The HERO website is the culmination of many years of work and hard-won experience serving first responders in the Atlantic region of the U.S., across the nation, and around the globe.
HERO’s mission is to make sure that first responders don’t have to fight this alone. We offer immediate assistance to firefighters, EMTs, police, and others in the form of a Warm Line, Peer Support, Financial Assistance, Resources, and continuation of peer support following treatment. We also have a Scholarship Fund open to graduating high school seniors who have lost a parent or family member, who was a first responder, due to suicide or overdose.
In a line of work that prioritizes bravery, loyalty, and inner strength, HERO responds to our nation’s first responders.
The Michael Deal Scholarship Fund is open to graduating high school seniors from anywhere in the country who have lost a parent or family member who was a first responder, due to suicide or overdose.

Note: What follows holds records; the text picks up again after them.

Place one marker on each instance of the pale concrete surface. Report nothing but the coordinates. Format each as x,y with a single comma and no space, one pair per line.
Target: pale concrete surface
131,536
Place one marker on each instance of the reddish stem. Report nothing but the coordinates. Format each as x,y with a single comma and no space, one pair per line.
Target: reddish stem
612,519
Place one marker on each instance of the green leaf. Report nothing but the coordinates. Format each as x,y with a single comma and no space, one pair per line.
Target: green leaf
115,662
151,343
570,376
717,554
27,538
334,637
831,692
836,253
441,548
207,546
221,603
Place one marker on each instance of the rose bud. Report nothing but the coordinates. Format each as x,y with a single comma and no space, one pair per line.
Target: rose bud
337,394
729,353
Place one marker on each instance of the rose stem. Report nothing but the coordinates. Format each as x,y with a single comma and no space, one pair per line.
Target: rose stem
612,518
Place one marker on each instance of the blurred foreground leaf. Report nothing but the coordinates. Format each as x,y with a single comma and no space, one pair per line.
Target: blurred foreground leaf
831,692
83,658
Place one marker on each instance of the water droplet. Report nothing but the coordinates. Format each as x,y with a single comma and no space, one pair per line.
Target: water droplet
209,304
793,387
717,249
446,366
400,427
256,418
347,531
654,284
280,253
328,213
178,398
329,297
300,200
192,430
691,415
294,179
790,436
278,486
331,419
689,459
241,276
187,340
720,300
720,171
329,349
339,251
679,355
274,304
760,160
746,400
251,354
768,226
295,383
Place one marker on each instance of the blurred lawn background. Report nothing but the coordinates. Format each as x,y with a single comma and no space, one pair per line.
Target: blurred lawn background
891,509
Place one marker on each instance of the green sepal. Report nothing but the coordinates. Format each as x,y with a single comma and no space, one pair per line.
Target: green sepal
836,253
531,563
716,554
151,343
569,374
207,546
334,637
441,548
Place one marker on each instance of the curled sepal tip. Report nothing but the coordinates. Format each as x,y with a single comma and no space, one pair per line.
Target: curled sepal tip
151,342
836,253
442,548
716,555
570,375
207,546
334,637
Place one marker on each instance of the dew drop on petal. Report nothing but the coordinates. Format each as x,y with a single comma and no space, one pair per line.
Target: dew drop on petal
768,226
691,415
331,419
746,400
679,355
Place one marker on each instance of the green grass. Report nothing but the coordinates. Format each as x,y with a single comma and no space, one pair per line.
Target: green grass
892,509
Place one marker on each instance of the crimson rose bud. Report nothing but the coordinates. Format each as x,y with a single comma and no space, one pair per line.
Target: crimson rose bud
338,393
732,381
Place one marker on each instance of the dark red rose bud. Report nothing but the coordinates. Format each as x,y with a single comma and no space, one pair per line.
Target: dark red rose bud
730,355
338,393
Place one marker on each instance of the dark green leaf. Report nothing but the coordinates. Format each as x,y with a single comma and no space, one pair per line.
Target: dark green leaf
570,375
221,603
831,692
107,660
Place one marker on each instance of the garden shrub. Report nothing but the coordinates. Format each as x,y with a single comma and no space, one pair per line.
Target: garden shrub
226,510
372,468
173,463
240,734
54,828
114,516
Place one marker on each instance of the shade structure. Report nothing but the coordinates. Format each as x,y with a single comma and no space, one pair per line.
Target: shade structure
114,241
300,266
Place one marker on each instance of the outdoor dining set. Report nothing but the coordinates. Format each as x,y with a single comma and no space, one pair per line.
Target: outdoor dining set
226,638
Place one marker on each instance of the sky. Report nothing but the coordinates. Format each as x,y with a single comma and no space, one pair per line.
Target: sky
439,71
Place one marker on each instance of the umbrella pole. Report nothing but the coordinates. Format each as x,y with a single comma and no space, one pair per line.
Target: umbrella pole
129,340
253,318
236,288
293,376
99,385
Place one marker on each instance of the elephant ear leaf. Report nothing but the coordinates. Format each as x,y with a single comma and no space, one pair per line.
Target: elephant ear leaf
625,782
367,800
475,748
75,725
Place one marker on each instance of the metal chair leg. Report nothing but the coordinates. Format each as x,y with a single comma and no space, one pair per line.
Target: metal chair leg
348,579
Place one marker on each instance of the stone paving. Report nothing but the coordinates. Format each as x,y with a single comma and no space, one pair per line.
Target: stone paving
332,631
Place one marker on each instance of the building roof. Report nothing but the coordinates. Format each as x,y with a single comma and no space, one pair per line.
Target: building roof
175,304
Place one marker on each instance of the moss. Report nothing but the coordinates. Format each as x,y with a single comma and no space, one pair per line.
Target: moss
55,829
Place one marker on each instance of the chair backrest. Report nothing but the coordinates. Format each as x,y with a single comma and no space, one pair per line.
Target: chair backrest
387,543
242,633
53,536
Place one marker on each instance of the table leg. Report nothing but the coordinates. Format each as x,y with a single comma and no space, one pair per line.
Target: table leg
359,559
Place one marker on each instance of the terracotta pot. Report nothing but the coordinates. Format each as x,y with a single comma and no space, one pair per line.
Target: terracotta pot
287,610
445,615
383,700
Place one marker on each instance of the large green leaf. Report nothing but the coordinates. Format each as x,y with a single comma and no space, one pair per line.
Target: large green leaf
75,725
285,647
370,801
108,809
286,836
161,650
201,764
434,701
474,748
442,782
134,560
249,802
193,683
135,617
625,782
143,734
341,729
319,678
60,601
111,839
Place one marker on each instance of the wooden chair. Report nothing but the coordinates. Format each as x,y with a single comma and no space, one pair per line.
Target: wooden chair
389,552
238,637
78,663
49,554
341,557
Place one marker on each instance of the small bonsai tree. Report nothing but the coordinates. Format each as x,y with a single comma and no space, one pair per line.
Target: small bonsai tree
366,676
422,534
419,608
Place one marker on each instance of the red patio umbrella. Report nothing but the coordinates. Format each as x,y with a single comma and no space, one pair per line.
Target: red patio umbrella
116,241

HERO is a support organization for first responders founded in 2018 by husband-and-wife team Jon and Amy Lang. They are no strangers to the mental and emotional strain that emergency responders internalize over time.
Jon has served for 16 years as a Firefighter/EMT at Fort Belvoir Fire and Rescue, Bethesda National Naval Medical Center and Forward Operating Base Camp Bucca, Iraq. Motivated by the tragic loss of a coworker and his own struggles with Substance Use Disorder and Mental Illness, Jon has successfully founded and developed the country’s first federal peer support program for first responders at a U.S. Army installation. The Peer Support Program for Fort Belvoir Fire Department works closely with its Employee Assistance Program, as well as chaplains and behavioral health teams from surrounding counties. The program trains emergency professionals and serves first responders in need of support. Through the process of peer support, lived experience, and an understanding of the stressors of the job, we are building healthier, happier and stronger heroes for our communities. It’s ok to not be ok.
Amy has been married to Jon for 17 years. Her commitment to HERO stems from her family experience with substance use disorder that can, when treated effectively, lead one through recovery to complete personal and professional success. Jon and Amy are proud of their family’s long-term recovery, and together they offer first-hand knowledge, understanding, and compassion for the unique issues that first responders face in regards to mental health and substance use disorder.